Los labios de Sienar se curvaron en una sonrisa que no iba dirigida a aquellas patéticas monstruosidades, sino a sus creadores.

El puesto siguiente en su hilera de trofeos lo ocupaba una insidiosa monstruosidad, una que revelaba tanto ingenio como cierto cuidado en la ejecución: un módulo de descenso diseñado para invadir los asteroides metalíferos de un sistema estelar no explotado que, una vez posado en ellos, empezaría a manufacturar pequeños androides de invasión a partir de las materias primas. El equipo minero había sido muy bien diseñado. Las factorías de androides de la unidad, sin embargo, no supieron estar a la altura de lo que se esperaba de ellas. Menos de un uno por ciento de los androides fabricados eran capaces de funcionar.
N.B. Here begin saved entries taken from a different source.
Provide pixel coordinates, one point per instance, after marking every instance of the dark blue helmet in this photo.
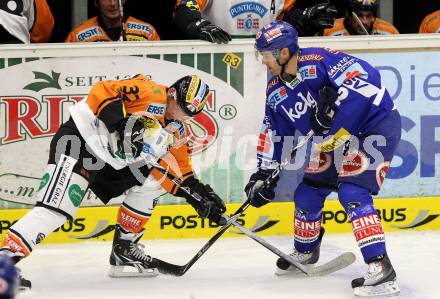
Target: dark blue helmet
(8, 277)
(275, 36)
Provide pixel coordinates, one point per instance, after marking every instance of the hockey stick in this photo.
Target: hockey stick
(179, 270)
(338, 263)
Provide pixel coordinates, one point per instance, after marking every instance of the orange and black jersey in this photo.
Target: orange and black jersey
(431, 23)
(113, 101)
(94, 30)
(43, 23)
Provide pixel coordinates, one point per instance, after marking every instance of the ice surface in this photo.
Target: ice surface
(232, 268)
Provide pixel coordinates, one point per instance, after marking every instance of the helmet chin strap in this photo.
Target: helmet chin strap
(290, 79)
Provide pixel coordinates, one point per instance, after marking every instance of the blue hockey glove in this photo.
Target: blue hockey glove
(323, 115)
(258, 193)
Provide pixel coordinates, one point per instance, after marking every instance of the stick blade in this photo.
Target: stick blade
(336, 264)
(170, 269)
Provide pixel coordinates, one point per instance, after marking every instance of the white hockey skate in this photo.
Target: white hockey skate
(128, 258)
(307, 258)
(380, 280)
(16, 256)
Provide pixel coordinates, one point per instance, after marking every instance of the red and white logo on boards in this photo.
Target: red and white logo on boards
(22, 114)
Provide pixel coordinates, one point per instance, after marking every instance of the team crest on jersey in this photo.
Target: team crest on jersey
(319, 162)
(341, 66)
(276, 97)
(156, 109)
(308, 72)
(353, 164)
(310, 57)
(354, 70)
(246, 8)
(381, 172)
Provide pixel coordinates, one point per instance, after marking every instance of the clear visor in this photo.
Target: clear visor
(265, 56)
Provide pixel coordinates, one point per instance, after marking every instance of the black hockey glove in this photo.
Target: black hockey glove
(131, 142)
(313, 19)
(208, 204)
(258, 193)
(323, 115)
(205, 30)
Sienar había pensado con frecuencia en aquella idea de crear una máquina para fabricar más máquinas, todas ellas programadas para poner en práctica estrategias ofensivas. Pero la República tenía demasiados escrúpulos para mostrar interés por semejantes armas, y los líderes neimoidianos de la Federación de Comercio las habían rechazado categóricamente por considerarlas poco prácticas. Allí tampoco había mucha imaginación, al menos durante los últimos años...
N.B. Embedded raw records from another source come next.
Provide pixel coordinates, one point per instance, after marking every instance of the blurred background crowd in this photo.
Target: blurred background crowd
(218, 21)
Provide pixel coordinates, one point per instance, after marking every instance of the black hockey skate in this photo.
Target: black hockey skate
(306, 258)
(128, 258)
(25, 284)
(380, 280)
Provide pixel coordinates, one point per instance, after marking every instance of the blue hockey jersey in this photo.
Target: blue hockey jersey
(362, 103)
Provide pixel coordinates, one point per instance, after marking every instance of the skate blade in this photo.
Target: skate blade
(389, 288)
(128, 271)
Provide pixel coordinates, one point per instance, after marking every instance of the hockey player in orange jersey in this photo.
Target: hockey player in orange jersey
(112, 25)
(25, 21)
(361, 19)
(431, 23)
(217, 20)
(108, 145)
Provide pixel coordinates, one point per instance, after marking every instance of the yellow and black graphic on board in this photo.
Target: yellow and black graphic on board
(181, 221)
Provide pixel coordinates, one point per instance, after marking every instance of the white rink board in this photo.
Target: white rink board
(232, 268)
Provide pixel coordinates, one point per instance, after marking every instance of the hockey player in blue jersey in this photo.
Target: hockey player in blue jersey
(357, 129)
Tal vez fuera ésa la razón por la que sus líderes habían capitulado ante el canciller Palpatine.

Las luces se encendieron sobre la hilera principal de cubículos, que se prolongaba quinientos metros hasta llegar al final de la nave. Dos mil doce armas y diseños de naves que no habían tenido éxito, y otros tantos consejos admonitorios; «No eres infalible, Raith Sienar. Siempre debes pensártelo tres veces antes de actuar, y además, ten siempre preparadas tres alternativas».

Un pequeño cubículo situado entre dos piezas de mayores dimensiones contenía un androide asesino de aspecto bastante horrendo, con una larga cabeza cilíndrica y un tórax rudimentario. Aquellos asesinos habían fracasado por dos motivos: su aspecto era deprimentemente obvio, y además tendían a perder el control y matar a sus creadores. El verbocerebro de aquel había sido abrasado por unos androides de máxima seguridad. Sienar lo tenía allí porque una antigua compañera de clase de la Universidad Técnica Rigoviana había tomado parte en el proceso de diseño, y aquella unidad la había matado. El androide asesino era un buen recordatorio de que no debías rebasar los límites de tu competencia.

Proveyendo un cambio en la psicología política, últimamente Sienar había empezado a pensar en sus propias debilidades y estrecheces de miras. Siempre había preferido la elegancia, la delicadeza y la expresión más concentrada posible del poder. Y siempre había tratado con líderes que estaban más o menos de acuerdo con sus ideas: una gran clase gobernante acostumbrada a siglos de relativa calma, acostumbrada a enfrentarse a las guerras sistémicas aisladas mediante el embargo y la acción policial. ¿Quién podía sustituir a semejante clase gobernante?

¿Aquellos que sabían unir la elegancia a la delicadeza?

Sienar no lo creía. Cuando entraba en su museo de los fracasos, había empezado a verse a sí mismo exhibido en el centro de su colección de piezas, rígido, inflexible, anticuado, superado..., ¡y tan joven!

«Quienes sustituyen a las élites decadentes gobiernan a través de la brutalidad.» Era una ley de la historia de la galaxia. Una especie de equilibrio político, aterrador pero innegable.

Hacía unos meses, y después de haber tomado la decisión de abordar su profesión desde otra perspectiva —la fuerza brutal y centralizada—, Sienar empezó a trabajar en el Planetoide Expedicionario de Combate, cuyo diseño tanto había fascinado a Tarkin. La reacción de Tarkin sugería que la conjetura de Sienar —aunque quizá fuera más correcto llamarla «disparo a ciegas»— había dado en el blanco. Aquellos nuevos líderes tal vez encontrarían mucho más impresionante lo melodramático que la elegancia.